The bombs were linked to public address systems and sent to pastors disguised as gifts. However, members of the public were suspicious of the devices and alerted police, according to Ugandan President Yoweri Museveni, who blamed the plot on the terrorist organization.
The Allied Democratic Forces is linked to the Islamic State group (IS) and frequently targets Christians in its propaganda.
“The evil plan was foiled,” Museveni said on X, formerly Twitter. He also urged people “not to accept gifts from strangers.”
Earlier that day, Ugandan air strikes against four Allied Democratic Forces positions in the Democratic Republic of the Congo (DRC) killed “quite a number” of terrorists, said Museveni, who added that the rebels “are re-entering Uganda and trying to commit some random terrorist acts.”
The Allied Democratic Forces originally was based in western Uganda in the 1990s when it took up arms against Museveni. After its defeat by the Ugandan Army in 2001, it moved to North Kivu province in eastern DRC.
In the DRC, it has killed 5,000 people since 2013, according to a recent study conducted by the Program on Extremism at George Washington University. The group is largely funded through illegal mining and logging operations, and kidnappings for ransom. Analysts say it also receives funding from the IS.
The group has increasingly targeted Uganda in recent months.
In mid-June, it ambushed the Mpondwe Lhubiriha Secondary School, near Uganda’s border with the DRC. The late-night attack killed 42 people, including 37 students, who were hacked with machetes, shot or burned to death. Six other students were abducted.

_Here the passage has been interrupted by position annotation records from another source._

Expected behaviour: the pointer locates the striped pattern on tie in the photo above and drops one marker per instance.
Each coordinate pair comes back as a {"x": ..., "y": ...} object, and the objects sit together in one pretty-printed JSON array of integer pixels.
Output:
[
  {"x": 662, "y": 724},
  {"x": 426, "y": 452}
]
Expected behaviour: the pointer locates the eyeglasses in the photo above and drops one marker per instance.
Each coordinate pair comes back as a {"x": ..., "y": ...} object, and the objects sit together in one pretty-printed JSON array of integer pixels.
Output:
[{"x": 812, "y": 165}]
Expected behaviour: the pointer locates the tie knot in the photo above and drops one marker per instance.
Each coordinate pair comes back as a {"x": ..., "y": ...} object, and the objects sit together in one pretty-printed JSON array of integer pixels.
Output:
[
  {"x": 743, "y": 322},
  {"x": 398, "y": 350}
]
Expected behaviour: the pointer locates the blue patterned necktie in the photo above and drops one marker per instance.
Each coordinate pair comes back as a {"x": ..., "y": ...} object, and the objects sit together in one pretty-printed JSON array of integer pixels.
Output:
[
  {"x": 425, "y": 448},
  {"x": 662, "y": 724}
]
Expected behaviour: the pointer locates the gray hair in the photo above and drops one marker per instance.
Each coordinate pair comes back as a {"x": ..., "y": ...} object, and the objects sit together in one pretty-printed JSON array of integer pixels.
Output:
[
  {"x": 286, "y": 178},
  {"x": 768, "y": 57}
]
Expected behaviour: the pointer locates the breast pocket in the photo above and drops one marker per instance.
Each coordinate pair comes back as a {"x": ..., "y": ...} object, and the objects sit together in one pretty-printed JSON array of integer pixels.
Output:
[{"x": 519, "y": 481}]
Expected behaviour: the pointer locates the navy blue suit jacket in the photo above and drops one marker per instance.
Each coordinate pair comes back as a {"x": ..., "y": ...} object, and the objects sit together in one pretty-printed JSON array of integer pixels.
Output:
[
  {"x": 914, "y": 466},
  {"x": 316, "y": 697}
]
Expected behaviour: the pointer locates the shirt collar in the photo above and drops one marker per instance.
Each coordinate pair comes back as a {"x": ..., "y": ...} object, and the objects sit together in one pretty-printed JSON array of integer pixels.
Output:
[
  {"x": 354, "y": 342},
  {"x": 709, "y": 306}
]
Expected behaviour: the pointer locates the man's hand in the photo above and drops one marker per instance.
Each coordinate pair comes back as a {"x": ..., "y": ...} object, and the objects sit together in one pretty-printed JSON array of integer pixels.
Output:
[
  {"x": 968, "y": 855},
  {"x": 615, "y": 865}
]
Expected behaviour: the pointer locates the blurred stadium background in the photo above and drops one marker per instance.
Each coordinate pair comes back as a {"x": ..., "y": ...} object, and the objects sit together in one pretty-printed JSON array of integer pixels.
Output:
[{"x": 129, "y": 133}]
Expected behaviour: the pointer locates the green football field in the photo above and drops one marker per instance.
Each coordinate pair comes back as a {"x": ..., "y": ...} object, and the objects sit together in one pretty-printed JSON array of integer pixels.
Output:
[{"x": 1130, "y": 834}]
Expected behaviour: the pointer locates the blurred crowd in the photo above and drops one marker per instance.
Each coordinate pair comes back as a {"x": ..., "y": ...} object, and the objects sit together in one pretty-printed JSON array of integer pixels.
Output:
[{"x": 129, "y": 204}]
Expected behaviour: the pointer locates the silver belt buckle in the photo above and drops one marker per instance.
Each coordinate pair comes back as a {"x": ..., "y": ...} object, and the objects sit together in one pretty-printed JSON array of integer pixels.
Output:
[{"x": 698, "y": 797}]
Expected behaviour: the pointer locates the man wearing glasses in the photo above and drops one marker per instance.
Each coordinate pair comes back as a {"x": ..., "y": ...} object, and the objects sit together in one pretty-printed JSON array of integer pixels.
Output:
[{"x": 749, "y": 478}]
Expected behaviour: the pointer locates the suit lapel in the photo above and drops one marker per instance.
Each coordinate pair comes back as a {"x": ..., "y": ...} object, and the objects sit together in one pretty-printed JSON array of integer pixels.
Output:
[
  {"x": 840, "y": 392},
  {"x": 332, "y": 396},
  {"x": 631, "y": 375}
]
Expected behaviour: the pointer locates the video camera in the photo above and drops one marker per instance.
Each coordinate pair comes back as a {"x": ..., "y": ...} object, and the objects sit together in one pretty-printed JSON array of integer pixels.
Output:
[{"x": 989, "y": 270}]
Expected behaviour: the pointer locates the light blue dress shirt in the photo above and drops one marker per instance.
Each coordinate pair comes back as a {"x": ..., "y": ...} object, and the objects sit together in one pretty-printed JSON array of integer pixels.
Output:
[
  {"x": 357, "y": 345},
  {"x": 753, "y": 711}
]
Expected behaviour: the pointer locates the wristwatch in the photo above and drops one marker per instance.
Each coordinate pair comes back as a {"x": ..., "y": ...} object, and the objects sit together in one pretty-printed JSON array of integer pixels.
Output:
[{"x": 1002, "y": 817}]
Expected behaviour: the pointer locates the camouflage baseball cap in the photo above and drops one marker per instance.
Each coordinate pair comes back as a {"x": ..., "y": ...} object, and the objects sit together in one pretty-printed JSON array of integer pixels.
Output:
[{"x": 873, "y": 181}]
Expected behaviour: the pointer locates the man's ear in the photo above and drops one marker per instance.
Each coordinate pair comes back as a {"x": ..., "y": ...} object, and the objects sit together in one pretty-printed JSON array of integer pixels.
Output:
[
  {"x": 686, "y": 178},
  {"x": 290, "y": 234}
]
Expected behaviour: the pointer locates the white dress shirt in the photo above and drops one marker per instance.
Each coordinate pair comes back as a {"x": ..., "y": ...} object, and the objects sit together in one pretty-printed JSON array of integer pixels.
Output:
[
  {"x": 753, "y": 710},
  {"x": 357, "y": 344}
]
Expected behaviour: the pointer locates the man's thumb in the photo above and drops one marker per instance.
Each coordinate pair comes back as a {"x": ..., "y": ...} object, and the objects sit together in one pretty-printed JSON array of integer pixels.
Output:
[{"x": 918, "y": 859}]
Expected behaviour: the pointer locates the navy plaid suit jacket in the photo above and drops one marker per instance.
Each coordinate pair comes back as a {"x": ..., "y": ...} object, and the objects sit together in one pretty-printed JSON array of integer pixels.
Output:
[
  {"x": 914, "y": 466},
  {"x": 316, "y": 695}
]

On October 13, Allied Democratic Forces gunmen attacked a civilian lorry carrying onions near Bwera, less than 3 kilometers from the DRC border. At least one person was killed.
Four days later, the Allied Democratic Forces claimed responsibility for an attack on a tourist safari vehicle that killed a recently married couple from South Africa and the United Kingdom and their local guide inside Queen Elizabeth National Park in western Uganda.
On social media, Museveni condemned the “cowardly act” and vowed that the terrorists will “pay with their own wretched lives.” He added that Ugandan authorities would not allow further “mistakes” that allowed the group to attack inside the wildlife park.
“There were a few gaps in the handling of these remnants” of the Allied Democratic Forces, Museveni wrote. “UWA [Uganda Wildlife Authority] was guarding tourists once they were in the park. However, apparently, the tourists were arriving and departing individually. It is this gap that they used.”
That attack brought to four the number of Allied Democratic Forces attacks in Uganda since December, according to a report by the Long War Journal, published by the Foundation for Defense of Democracies research institute in Washington.
The recent attacks suggest the group is trying reestablish a sustained presence in western Uganda for the first time since 2007, Caleb Weiss and Ryan O’Farrell, senior analysts at the Bridgeway Foundation, wrote for the Long War Journal. The foundation is an organization dedicated to ending and preventing mass atrocities.
The cross-border attacks are similar to tactics used by the group during its insurgency in the early 2000s.
“Given past tactical trends, the incursion will likely continue to target civilians, and may ultimately seek to reestablish a sustained guerrilla presence in Uganda’s west — all in the name of the Islamic State,” Weiss and O’Farrell wrote.